While other Sandals properties offer Rondoval Villas, five of the 12 villas here each have a rooftop pool and lounge, complete with a telescope and the services of the Stargazing Concierge, who will point out constellations.

“These Rondovals are booked solid into 2024,” Meany said. “We plan to add more.”

The resort was at 92% occupancy in late September, according to Meany.

“Jamaica doesn’t have a shoulder season anymore,” he said. “Travelers are booking throughout the year, staying an average of six days at this resort, and many are rebooking before they leave.

Meany credited the hard work and dedication of travel advisors, who account for the bulk of his business. The resort has hosted several fam trips, and I met a Canadian group that came through when I was there.

“We’re blown away. This resort is stunning and very sellable,” said Sonia Morissette of Pro Destinations in Quebec City.

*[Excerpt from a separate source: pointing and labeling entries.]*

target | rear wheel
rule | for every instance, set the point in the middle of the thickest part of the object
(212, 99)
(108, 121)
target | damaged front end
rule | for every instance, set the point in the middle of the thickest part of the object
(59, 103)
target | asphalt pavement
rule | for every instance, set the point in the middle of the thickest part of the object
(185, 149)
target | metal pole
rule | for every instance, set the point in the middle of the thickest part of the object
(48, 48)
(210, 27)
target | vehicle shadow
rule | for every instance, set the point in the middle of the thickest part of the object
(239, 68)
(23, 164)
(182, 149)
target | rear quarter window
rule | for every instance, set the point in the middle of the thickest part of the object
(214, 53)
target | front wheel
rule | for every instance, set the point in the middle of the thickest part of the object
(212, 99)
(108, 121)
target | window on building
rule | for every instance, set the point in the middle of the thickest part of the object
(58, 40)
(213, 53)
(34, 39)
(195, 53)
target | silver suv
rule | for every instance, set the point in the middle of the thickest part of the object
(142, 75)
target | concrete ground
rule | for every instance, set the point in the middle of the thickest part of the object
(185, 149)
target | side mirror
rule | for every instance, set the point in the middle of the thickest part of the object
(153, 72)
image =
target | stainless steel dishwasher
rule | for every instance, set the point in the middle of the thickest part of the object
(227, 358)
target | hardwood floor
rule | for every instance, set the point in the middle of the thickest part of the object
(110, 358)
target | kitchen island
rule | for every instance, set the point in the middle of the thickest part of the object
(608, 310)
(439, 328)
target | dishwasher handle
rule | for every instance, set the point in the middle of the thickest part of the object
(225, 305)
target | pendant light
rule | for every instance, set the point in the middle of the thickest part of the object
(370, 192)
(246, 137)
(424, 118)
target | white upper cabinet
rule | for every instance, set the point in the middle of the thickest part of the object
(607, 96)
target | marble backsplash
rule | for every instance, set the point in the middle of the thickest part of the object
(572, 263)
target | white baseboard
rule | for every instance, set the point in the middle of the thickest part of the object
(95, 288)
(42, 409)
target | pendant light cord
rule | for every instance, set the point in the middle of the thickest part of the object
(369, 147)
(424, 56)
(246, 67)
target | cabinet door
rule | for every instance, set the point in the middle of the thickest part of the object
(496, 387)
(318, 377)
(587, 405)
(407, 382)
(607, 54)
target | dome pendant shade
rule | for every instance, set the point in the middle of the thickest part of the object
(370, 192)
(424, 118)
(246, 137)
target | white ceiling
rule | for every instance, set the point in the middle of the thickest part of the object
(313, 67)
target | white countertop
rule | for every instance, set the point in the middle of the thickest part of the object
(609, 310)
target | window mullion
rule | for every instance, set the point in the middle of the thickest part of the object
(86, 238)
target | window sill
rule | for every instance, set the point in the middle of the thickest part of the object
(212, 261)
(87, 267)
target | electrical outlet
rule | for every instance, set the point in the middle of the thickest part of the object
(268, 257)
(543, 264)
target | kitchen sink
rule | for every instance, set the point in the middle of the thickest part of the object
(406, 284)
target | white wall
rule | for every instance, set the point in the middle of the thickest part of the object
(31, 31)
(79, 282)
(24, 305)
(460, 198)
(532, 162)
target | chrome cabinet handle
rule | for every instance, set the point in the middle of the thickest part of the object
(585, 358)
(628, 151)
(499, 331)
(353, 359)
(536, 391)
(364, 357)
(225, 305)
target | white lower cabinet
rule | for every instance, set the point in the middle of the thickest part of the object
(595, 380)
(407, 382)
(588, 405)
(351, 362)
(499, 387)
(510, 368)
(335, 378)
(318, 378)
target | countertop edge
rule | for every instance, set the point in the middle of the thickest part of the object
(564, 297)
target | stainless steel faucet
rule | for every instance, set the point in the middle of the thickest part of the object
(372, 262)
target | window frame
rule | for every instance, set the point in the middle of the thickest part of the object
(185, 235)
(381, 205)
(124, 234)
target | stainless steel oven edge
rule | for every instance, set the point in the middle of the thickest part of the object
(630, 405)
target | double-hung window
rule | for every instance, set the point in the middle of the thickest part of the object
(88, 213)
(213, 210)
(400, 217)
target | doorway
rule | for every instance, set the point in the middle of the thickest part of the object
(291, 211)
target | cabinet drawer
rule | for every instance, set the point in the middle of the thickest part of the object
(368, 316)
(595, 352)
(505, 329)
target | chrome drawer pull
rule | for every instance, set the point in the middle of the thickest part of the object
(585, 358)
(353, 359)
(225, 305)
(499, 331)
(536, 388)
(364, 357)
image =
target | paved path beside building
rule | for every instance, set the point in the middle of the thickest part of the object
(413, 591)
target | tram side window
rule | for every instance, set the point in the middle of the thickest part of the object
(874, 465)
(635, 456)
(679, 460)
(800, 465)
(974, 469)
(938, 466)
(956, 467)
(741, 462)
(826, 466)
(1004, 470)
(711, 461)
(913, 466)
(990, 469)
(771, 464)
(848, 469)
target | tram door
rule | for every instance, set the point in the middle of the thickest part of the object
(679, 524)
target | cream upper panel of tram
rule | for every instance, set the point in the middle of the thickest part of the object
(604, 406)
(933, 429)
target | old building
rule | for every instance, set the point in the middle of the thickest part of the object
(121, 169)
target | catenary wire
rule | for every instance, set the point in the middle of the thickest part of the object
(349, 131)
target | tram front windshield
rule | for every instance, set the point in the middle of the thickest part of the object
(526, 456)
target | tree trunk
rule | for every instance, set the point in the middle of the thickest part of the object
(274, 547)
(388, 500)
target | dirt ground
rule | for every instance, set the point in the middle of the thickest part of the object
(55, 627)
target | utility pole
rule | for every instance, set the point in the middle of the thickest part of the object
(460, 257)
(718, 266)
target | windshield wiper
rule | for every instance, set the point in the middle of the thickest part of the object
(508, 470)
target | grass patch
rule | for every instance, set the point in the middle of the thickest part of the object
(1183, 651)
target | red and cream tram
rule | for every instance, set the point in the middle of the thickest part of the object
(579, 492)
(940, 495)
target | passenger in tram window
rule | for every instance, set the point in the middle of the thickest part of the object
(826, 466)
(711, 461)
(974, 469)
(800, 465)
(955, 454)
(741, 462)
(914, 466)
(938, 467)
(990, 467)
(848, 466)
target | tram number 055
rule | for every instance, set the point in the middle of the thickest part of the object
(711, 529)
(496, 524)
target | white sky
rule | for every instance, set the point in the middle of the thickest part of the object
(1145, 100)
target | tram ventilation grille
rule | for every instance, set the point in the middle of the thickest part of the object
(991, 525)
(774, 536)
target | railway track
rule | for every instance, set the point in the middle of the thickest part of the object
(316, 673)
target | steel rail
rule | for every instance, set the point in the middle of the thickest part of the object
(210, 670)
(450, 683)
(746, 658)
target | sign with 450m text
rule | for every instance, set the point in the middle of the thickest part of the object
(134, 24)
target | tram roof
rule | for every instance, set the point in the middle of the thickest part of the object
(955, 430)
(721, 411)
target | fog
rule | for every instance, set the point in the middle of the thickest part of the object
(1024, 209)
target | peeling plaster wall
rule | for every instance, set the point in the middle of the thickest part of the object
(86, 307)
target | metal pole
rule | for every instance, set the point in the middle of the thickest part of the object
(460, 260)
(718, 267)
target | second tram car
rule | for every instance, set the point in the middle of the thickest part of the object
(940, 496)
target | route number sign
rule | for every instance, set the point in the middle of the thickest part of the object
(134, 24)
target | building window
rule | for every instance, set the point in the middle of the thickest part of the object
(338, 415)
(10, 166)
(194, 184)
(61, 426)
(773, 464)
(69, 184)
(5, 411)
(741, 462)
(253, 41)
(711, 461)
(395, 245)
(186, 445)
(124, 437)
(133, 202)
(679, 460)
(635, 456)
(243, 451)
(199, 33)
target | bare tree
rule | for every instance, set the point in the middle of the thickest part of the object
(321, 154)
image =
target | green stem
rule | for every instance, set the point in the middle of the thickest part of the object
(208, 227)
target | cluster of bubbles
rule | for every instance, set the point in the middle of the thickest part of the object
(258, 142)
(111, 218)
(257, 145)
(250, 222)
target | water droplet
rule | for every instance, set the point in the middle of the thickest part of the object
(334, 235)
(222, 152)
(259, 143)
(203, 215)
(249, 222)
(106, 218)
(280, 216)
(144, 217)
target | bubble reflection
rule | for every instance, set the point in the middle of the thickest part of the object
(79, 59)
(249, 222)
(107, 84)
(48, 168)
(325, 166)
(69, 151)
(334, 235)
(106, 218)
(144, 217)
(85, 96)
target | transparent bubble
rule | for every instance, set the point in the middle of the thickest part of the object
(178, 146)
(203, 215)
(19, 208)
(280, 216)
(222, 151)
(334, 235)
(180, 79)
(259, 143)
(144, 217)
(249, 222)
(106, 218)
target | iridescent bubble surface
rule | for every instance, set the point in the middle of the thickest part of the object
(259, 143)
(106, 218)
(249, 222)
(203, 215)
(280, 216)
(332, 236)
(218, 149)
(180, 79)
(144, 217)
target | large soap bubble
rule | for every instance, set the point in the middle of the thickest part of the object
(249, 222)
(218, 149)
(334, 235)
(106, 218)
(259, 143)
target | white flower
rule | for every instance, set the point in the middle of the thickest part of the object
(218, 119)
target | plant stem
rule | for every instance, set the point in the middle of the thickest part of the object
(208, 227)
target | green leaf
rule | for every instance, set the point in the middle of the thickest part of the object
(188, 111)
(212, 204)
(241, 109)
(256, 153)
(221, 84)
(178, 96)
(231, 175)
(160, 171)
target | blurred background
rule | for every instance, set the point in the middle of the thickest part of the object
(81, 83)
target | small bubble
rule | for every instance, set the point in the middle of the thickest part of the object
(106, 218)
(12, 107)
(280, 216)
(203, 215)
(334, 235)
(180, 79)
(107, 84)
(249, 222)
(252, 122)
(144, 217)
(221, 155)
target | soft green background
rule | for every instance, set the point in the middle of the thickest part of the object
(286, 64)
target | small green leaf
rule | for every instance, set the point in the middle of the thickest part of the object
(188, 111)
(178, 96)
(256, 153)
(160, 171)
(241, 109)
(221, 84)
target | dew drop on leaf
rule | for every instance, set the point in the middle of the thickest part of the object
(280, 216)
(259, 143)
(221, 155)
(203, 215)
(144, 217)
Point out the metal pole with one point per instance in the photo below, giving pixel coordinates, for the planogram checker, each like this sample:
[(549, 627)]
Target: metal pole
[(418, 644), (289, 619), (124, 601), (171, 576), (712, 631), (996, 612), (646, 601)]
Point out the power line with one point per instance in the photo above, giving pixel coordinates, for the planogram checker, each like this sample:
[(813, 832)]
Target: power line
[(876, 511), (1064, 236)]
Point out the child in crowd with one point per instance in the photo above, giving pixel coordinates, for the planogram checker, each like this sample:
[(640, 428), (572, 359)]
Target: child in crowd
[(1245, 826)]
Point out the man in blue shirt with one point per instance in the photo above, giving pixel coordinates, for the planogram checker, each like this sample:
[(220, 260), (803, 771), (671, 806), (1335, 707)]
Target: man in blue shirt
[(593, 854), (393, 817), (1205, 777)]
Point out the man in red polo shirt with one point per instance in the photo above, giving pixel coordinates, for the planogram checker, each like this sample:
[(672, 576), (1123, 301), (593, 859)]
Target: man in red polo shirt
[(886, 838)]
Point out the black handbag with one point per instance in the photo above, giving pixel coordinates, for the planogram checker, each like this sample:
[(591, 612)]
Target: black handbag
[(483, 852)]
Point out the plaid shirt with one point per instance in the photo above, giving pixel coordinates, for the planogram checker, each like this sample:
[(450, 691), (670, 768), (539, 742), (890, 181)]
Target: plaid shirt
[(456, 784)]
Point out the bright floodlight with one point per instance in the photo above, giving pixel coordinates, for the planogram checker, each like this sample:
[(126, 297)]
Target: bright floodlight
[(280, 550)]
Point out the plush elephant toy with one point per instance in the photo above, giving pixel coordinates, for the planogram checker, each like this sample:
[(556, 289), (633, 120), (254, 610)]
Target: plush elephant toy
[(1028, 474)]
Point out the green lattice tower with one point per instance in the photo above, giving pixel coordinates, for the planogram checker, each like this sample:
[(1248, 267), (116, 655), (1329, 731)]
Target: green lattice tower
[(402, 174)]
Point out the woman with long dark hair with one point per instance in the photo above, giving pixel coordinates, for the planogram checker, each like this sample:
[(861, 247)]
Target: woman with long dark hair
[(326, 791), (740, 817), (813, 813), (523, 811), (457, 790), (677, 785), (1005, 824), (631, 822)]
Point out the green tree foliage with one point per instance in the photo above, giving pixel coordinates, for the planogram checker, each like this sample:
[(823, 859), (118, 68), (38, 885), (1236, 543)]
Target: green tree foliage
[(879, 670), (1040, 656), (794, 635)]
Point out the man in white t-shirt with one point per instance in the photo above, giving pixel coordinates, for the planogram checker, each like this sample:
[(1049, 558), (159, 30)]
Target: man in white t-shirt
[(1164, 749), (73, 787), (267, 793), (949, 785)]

While chatting with Patrick, one of my two hardworking butlers who magically appeared whenever I needed a beach towel, a question answered, an umbrella or a rum punch, he confirmed guests’ reactions to the resort.

“No complaints, lots of positive comments and a delight at being here,” Patrick said. “I know that several couples rebooked for next year before they even left.”

Of the 830 employees at Sandals Dunn’s River, 825 are Jamaicans, which reflects Butch Stewart’s philosophy of hiring and training locals and offering them opportunities for advancement.

Sandals’ new culinary concepts

Of the 12 on-site restaurants, culinary firsts include the Greek restaurant Edessa (the baklava is a winner), the Asian-fusion menu at Banyu, Central and South American flavors at Zuka (try the eels) and Hamani, which features varieties of sushi.

Bartenders at Dunn’s Rum Club.

For quick bites, I headed to the Jerk Shack on the beach or Saltaire, the buffet restaurant serving breakfast and lunch.

I spent some time during brief rainstorms at the BLUM café — the name is short for Blue Mountains, a reference to the verdant region where Jamaica’s famous coffee is grown. I can vouch for the variety of hot and cold brews, the pastries (try the coconut patty) and the fun conversations with staff.

My explorations brought me to Dunn’s Rum Club, which features the largest selection of rums on the island. Open from 5 p.m. into the wee hours, it’s a gathering spot after the outdoor poolside entertainment has wrapped up for the night.

Other firsts are the Lapidus Lounge, a tribute to famed architect Morris Lapidus, who designed the 1960s Arawak Hotel (I suggest you sip the signature Morris Manhattan cocktail); the open-air Champagne Bar overlooking one of the pools; and the Laughing Waters Beach Bar, named after the nearby Dunn’s River Falls.